Like many Neocheating maneuvers, the description seems much more intricate than the actual execution. The entire four-block false cut takes no more than five or six seconds to execute, even when done without haste. The moves are relatively easy to execute, especially if you have practiced the three-block cut described in Chapter IV. And, as in that three-block cut, the first step of bringing the bottom portion of cards to the top is performed faster than the subsequent card-dropping steps. After an hour or two of practice, you will be executing the four-block cut smoothly. And if you decide to master this cut, you will develop a nimbleness in your fingers that will be valuable for executing almost any card-manipulation technique.

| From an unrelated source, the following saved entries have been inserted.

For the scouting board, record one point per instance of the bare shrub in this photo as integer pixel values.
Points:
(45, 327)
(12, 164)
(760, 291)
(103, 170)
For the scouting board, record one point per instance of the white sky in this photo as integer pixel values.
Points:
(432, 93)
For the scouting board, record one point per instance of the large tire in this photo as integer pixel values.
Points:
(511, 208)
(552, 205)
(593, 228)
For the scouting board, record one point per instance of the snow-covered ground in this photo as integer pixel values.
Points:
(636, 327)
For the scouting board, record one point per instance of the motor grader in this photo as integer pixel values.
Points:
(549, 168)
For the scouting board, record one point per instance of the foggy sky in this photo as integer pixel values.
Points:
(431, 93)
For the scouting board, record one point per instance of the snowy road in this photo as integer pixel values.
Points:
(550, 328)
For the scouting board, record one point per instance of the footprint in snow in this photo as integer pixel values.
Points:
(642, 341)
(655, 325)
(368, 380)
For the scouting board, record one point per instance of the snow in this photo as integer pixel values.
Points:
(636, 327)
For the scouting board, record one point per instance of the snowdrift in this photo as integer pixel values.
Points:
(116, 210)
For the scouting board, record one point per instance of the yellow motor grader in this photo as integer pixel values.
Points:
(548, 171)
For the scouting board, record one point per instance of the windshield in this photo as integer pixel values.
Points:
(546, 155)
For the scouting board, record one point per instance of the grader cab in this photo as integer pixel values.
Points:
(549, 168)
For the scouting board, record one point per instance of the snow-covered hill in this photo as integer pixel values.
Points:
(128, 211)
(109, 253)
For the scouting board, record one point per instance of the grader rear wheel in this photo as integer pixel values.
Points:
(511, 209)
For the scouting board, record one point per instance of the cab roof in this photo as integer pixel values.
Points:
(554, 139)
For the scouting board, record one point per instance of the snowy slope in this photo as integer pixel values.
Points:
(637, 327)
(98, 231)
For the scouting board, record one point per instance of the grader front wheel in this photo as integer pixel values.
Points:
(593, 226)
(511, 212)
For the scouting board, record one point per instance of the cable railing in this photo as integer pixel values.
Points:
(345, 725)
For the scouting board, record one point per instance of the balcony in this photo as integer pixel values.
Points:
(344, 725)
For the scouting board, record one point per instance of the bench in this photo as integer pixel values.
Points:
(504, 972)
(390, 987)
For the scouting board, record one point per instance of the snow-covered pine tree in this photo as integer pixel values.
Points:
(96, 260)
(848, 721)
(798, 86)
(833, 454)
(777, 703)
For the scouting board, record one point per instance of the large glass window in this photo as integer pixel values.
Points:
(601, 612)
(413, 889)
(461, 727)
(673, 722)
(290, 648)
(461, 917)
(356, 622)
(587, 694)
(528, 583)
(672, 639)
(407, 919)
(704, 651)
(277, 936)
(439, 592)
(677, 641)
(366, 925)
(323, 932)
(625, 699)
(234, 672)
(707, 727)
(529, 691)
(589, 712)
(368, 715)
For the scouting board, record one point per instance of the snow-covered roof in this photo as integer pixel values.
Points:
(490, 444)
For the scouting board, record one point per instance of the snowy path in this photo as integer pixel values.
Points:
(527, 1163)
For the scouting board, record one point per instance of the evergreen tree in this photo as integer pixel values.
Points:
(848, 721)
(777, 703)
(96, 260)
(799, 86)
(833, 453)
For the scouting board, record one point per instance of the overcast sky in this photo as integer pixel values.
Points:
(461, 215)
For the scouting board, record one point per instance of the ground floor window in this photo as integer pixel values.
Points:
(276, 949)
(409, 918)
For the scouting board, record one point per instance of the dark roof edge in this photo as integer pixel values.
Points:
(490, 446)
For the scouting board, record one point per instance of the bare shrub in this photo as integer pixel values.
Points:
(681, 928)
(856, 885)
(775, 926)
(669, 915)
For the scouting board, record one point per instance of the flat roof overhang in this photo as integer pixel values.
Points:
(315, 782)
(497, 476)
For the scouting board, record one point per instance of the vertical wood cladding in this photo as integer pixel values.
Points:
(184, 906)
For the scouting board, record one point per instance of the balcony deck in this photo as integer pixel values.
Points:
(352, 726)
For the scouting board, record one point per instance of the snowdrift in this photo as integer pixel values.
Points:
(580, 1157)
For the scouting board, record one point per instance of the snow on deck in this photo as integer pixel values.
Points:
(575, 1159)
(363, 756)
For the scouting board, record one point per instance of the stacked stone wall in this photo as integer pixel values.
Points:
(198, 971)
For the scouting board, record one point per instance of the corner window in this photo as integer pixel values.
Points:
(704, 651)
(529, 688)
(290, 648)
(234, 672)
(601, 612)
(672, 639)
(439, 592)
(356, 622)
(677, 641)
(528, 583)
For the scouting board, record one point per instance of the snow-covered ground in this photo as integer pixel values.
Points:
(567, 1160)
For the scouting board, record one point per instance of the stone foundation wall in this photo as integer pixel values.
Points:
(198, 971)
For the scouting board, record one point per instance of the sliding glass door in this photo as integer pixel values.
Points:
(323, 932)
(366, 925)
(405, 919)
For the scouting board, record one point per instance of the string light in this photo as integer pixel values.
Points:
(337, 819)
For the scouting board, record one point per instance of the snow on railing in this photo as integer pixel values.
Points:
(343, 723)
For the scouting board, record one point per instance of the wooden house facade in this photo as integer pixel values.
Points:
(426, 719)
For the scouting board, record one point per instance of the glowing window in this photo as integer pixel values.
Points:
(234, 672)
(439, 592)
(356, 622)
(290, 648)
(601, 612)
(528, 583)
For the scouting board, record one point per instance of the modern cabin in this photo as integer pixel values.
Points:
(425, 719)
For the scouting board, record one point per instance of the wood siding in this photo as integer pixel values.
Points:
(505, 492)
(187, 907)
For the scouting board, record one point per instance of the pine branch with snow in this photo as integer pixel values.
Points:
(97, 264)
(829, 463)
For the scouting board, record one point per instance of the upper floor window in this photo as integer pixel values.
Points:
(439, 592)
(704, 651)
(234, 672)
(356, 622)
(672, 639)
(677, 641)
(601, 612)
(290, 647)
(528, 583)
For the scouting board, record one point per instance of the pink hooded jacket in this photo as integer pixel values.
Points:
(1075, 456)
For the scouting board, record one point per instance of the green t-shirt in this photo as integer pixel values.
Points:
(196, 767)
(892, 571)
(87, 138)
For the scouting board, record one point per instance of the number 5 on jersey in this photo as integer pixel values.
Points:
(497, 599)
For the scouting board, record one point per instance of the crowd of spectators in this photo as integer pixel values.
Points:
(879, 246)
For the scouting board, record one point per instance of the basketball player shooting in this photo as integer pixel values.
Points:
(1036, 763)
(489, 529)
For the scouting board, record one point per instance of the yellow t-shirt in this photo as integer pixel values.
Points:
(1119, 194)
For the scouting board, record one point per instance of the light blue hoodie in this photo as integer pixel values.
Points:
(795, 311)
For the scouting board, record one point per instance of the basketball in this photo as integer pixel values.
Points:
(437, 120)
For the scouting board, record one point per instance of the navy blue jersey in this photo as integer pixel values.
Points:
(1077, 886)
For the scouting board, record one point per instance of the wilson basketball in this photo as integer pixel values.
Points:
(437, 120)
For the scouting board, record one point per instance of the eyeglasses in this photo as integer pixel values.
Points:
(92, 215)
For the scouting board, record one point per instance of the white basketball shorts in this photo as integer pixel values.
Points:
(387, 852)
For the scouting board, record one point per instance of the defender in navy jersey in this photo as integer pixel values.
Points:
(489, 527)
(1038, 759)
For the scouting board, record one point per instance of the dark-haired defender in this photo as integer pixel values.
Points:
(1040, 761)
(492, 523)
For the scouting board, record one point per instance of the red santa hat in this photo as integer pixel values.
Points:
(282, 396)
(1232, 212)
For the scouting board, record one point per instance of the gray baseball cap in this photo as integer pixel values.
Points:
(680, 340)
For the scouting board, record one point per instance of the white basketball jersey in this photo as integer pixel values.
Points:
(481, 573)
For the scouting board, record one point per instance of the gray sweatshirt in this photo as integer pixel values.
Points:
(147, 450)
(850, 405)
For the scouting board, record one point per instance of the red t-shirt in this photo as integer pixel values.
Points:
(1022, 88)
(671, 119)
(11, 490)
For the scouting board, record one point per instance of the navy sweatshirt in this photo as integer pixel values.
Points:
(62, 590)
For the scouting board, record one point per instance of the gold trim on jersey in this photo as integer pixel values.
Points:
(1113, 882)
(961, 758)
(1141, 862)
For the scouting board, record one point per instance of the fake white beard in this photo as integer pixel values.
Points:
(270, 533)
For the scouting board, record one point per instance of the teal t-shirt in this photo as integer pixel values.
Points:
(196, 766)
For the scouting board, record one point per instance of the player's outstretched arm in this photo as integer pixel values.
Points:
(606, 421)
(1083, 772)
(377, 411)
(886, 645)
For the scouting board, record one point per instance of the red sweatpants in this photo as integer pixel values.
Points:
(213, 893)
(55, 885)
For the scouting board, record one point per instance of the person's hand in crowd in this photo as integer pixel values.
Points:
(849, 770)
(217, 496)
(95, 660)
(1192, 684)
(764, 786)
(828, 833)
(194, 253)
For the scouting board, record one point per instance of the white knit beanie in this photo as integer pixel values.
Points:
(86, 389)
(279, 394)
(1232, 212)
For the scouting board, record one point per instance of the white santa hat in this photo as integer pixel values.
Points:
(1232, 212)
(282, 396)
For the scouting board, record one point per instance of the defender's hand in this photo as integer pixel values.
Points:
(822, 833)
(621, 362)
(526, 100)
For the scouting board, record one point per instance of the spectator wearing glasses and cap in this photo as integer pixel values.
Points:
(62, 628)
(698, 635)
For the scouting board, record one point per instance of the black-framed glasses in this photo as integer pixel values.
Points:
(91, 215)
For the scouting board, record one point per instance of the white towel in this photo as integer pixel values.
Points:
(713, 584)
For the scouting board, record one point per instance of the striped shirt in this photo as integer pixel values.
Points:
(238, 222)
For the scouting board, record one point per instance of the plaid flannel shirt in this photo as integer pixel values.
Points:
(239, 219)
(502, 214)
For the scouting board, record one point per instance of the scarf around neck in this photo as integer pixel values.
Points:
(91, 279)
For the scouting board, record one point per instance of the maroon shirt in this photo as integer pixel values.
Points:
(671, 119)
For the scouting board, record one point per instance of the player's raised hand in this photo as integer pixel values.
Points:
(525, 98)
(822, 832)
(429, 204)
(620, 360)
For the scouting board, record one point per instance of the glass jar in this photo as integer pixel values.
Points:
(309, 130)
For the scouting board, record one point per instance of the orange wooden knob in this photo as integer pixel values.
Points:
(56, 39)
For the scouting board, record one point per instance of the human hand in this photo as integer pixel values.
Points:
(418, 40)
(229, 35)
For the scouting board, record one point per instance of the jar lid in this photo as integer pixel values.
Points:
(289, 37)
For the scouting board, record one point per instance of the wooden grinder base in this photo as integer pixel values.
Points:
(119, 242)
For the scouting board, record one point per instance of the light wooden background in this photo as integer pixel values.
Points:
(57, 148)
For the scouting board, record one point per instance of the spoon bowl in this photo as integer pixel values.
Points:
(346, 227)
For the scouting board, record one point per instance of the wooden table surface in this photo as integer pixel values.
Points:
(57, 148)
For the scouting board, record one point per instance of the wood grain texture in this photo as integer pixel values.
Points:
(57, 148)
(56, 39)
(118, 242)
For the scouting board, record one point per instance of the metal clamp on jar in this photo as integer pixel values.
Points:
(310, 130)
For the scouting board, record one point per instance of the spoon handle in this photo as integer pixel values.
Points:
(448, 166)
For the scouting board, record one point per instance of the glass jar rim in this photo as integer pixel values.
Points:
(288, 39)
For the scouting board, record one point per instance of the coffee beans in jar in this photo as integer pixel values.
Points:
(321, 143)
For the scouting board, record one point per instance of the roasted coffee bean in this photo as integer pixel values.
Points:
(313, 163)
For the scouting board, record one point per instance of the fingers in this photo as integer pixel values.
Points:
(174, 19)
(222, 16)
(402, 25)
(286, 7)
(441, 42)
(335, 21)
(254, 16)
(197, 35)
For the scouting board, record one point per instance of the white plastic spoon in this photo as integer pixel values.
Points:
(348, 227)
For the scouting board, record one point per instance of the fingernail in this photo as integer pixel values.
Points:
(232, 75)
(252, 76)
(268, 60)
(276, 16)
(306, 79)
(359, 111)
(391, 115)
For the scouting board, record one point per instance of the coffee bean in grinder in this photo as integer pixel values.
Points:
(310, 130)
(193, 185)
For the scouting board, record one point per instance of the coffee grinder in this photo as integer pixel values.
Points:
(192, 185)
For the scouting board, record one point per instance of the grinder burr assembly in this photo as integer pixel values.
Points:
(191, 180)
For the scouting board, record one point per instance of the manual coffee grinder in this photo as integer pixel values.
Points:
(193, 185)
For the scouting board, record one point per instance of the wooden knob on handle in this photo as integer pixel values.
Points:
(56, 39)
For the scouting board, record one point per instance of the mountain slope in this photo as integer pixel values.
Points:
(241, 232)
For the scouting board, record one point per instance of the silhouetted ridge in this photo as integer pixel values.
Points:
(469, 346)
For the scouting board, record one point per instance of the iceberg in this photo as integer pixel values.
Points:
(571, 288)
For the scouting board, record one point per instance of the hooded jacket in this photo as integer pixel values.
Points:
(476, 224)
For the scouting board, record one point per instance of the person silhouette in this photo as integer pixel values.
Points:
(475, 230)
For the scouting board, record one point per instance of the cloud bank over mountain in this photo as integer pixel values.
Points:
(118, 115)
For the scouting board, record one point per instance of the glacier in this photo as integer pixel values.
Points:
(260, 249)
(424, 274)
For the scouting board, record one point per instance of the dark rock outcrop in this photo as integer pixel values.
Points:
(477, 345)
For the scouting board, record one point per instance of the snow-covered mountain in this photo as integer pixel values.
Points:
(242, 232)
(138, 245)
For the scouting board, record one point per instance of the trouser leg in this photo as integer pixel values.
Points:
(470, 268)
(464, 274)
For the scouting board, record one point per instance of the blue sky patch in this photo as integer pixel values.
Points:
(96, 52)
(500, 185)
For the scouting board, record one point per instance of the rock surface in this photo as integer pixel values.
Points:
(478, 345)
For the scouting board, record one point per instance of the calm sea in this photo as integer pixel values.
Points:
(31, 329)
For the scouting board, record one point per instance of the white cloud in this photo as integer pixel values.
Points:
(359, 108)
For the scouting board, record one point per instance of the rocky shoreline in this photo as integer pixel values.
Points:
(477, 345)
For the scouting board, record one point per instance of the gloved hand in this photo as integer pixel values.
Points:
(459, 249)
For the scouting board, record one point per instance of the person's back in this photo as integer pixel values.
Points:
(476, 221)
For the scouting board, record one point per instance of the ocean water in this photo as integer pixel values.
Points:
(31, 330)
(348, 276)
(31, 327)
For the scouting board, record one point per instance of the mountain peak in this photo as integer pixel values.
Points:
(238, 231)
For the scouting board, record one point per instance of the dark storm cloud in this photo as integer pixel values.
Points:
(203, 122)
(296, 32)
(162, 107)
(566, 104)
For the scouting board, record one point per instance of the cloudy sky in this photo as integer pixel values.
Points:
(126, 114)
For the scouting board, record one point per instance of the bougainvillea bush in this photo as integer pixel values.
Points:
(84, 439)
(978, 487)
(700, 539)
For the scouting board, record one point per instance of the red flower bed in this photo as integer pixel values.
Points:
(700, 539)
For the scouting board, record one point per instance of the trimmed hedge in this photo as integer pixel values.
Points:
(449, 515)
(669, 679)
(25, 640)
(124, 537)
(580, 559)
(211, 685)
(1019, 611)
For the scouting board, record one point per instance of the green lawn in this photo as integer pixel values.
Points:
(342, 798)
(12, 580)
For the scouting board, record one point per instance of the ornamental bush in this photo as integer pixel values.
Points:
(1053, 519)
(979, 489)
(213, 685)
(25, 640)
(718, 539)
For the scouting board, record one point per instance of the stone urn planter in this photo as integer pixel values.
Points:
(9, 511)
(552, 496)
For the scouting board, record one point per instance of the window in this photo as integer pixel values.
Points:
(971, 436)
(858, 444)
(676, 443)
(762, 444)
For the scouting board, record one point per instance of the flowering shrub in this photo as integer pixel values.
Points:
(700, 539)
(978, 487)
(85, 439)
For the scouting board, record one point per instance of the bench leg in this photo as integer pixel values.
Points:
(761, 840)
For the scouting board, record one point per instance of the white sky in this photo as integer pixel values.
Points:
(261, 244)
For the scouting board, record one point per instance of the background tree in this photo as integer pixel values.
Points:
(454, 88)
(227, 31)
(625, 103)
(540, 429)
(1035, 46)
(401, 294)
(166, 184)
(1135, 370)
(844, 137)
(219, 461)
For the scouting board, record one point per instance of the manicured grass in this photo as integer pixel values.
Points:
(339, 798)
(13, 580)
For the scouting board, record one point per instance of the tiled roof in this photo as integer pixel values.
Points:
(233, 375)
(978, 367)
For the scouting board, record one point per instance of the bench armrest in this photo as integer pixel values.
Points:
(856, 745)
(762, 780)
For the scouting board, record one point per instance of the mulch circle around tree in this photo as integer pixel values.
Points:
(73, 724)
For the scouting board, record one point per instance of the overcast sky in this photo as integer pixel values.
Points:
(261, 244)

The intricate-appearing, four-block false cut adds a convincing finality to any stacking procedure. But against certain opponents (e.g., against very naive or against very savvy opponents), extra thorough or elaborate cuts may actually increase suspicion. In such cases, a simpler or more straight forward cut is best.
The next false cut is neither as complex nor as flourishing as the one above. Instead, the cut has a crisp businesslike appearance and is worth mastering for both its simplicity and efficacy.
Lift the deck from the table and grasp the cards with both hands by placing the thumbs and middle fingers along the sides at each end and resting the forefingers lightly on top. Next, create a slender gap along the inner side of the deck (as shown in Figure 26-A) by pushing down (crimping) the right inside corners of the bottom few cards with your right thumb; and then with your right thumb and middle finger pull out about half of the lower deck and place that crimped portion on top of the other deck half. The exposed side of the deck facing opponents should be even, with no visible gaps. The right fingers shield the gap on the right end, and the right forefinger pressing down on top of the deck keeps the gap from being visible along the inside edge and on the left end.
With the left thumb and middle finger, proceed with a series of shallow cuts by pulling small blocks of cards from the top and placing them one above the other on the table as shown in Figure 26-B. When you approach the gap let it open wider by releasing the pressure from your right forefinger (which has been pressing down on top of the deck) -- with the wider gap you can more easily and accurately hit your crimp. Continue pulling off small blocks of cards up to that crimp. Then with an air of finality slap the remaining entire block of cards on top of those already on the table. ... Your stack now sits undisturbed on top. Square the deck on the table with your thumbs and fingers.
In thirty minutes to an hour, you should be able to execute this basic false cut with speed and smoothness. The series of small-block cuts should be fairly rapid and without hesitation, especially when you reach the gap.
The basic workhorse cut is popular among clever mechanics and, for the Neocheater, is well worth mastering. Also, this false cut can preserve a bottom cull or stack by making the first cut up to the gap, followed by a series of small-block cuts with the remainder of the deck.